The album’s centerpiece comes with “Fast Life,” G Rap’s team-up with a then young up-and-coming Nas. Back in 1995, the album’s second single was considered a dream collaboration, as Nas acknowledged that G Rap was one of his central influences as an emcee. A little over a year and a half after Illmatic’s release, Nas was still appearing only sparingly on other artists’ projects, so joining the fellow Queens legend suggested it would be a momentous occasion. G Rap has said the he viewed the song as him passing the torch to his younger comrade.
“Fast Life” didn’t quite live up to the enormous hype at the time, but by no fault of either G Rap or Nas. Both emcees are as sharp as expected, reveling in their own prowess as rappers and criminal kingpins. “The cee-lo rollers, money folders, sipping Bolla, holding mad payola,” G Rap boasts. “Slanging that Coke without the cola.” Nas is a bit more introspective in his verse, but still pops, “Cristal like it's my first child, licking shots Holiday style / Rocking Steele sweaters, Wallabee down.”
The production fits the vibe of the lyrics, as Buckwild hooks up a loop of Surface’s “Happy.” Neither emcee was a stranger to rhyming over smoother, R&B-influenced tracks, but I personally had hoped to hear them over more rugged production. The main glaring weakness is the R&B vocalist who pops on the track’s hook and adds nothing to the song. Again, “Fast Life” is not a disappointment by any means, but it falls just short of the high bar that the two emcees had set by then.
G Rap enlists B-1 and Grimm, another pair of upcoming street emcees, on a pair of tracks. The Queens native B-1 was a fixture on the NYC underground scene in the late ’90s, releasing numerous independent 12s. These days Grimm is better known as MF Grimm or GM Grimm, longtime friend of MF DOOM and one of the architects of the Monsta Island Czars crew. A year before 4,5,6 was released, he survived a shooting that left him paralyzed from the waist down.
The three come together first on “Take ’Em To War,” which sounds like some sinister gothic Western shit, as T-Ray samples and re-freaks David Axelrod’s “Divine Image.” G Rap delivers not only his best verse on the album, but also among the best verses of his career, describing in detail him hunting and gunning down an unsuspecting adversary. He raps, ”You got beef? Go get yourself a wreath, because it's murder/ ’Cause I put holes in my beef like fuckin White Castle burgers.”

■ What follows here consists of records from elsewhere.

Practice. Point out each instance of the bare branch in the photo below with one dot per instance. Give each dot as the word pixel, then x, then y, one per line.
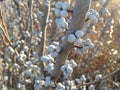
pixel 79 14
pixel 45 19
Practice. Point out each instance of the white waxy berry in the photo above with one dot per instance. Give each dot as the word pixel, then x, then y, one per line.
pixel 91 87
pixel 69 69
pixel 79 33
pixel 54 54
pixel 59 4
pixel 78 42
pixel 63 13
pixel 71 38
pixel 65 5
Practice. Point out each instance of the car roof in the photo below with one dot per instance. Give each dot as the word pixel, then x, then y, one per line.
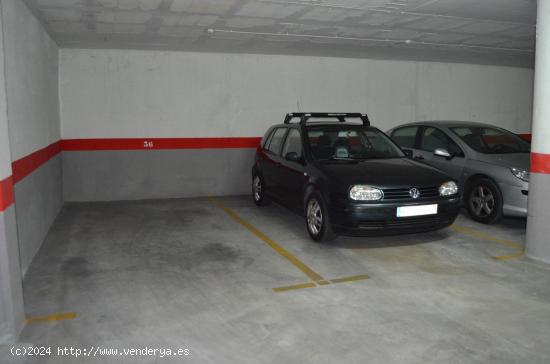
pixel 448 123
pixel 320 123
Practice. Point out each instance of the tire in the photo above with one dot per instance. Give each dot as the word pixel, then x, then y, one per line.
pixel 317 219
pixel 484 201
pixel 258 191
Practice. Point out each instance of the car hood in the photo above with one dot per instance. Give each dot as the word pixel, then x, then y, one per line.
pixel 383 173
pixel 516 160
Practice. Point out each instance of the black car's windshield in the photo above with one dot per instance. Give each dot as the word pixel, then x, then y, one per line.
pixel 492 140
pixel 350 142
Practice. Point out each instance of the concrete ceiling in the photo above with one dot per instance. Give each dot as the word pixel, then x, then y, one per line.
pixel 470 31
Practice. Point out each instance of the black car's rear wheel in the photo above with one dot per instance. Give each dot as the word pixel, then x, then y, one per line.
pixel 484 201
pixel 317 219
pixel 258 190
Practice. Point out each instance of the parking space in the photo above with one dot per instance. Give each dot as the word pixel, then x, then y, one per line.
pixel 186 272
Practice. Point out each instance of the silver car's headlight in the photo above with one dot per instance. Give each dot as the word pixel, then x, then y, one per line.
pixel 522 174
pixel 365 193
pixel 448 188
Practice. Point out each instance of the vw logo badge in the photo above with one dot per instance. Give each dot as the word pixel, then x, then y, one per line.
pixel 414 192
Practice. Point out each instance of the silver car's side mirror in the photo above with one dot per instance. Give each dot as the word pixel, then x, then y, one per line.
pixel 440 152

“Money on My Brain” is the slightly more upbeat track, where the trio describes their plots to make money by any means. It’s a stark yet bouncy entry, as Dr. Butcher samples the keyboard intro to Herbie Hancock’s “Chameleon” and puts together a stripped-down drum track. All three emcees detail their efforts to escape their neighborhood and live a charmed life.
4,5,6 signaled the end of an era of sorts. Cold Chillin’, once the proud home to the Juice Crew, spent the next couple of years releasing compilations of their greatest hits and “lost” tracks by their artists before folding. G Rap has continued on with his solo career, releasing another eight or so albums, mostly independently. He’s still extremely talented as an emcee, but only rarely is able to secure production that matches his skill on the mic. Although it signified a pivot in everyone career, 4,5,6 is an extremely admirable effort.